I am having an issue where it seems like fetch(req) is the going a bit too fast, so it's only catching part of the page. Is there a way to slow it down? I can find it for when the crawler is working, but not for when you're scraping the shell. Thoughts?

@thewheeldeal8439 2 года назад

This is a great video thanks! Question: Can scrapy save item objects to pickle binary files? If so, how? I just find it really convenient to save my scraped data into pickled objects that can be used quickly in other files, but I can't find any doc on that for scrapy...

@alfakih7247 Год назад

More scrappy blog please

@abdulcute 3 года назад

Best Vid for scrapy and best explanation @john Watson Rooney and others i have a one question along item loader that how we extract data if the element have more than one information (e.g. if element have two cell no then Item loader pick only first number not second one) as i learned from you previous vid we use getall()

@TheWhoIsTom 3 года назад

Nice tutorial!! Would be nice if you would show how to store the data of THIS code (item loader) into mongo DB. :)

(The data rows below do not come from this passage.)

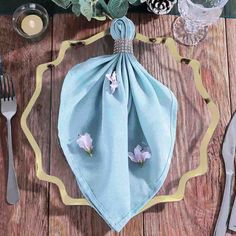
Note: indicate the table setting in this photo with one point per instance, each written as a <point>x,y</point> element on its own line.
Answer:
<point>116,121</point>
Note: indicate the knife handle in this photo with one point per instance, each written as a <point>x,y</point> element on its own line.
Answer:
<point>221,225</point>
<point>232,222</point>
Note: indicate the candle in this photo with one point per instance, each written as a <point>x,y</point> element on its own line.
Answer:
<point>32,25</point>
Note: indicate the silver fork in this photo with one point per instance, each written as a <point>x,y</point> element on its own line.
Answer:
<point>8,109</point>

@JohnWatsonRooney 3 года назад

Thanks! Sure, I’m going to extend this project to cover more of Scrapy’s features, including pipelines and databases

@TheWhoIsTom 3 года назад

@@JohnWatsonRooney Awesome. Thanks a lot :)

@alessandr2 3 года назад

Thanks for the tutorial!! One question, what part of the new code prevents the error to appear if there is no price info?? Thanks in advance !!!

@NatureLover02005 3 года назад

Excellent!!!

@GordonShamway1984 3 года назад

Super

@salimbo4577 3 года назад

thank you so much. is there a way i can scrap audio data like sound data ?

@leleemagnu6831 3 года назад

John, Another great video. In the title the first word should read Scrapy or the video won't come up in a search. Let me wish you a, well deserved, fantastic Christmas ! e

@JohnWatsonRooney 3 года назад

Oh wow I didn’t notice! Thank you for pointing that out, I’ve changed it. Happy Christmas to you too!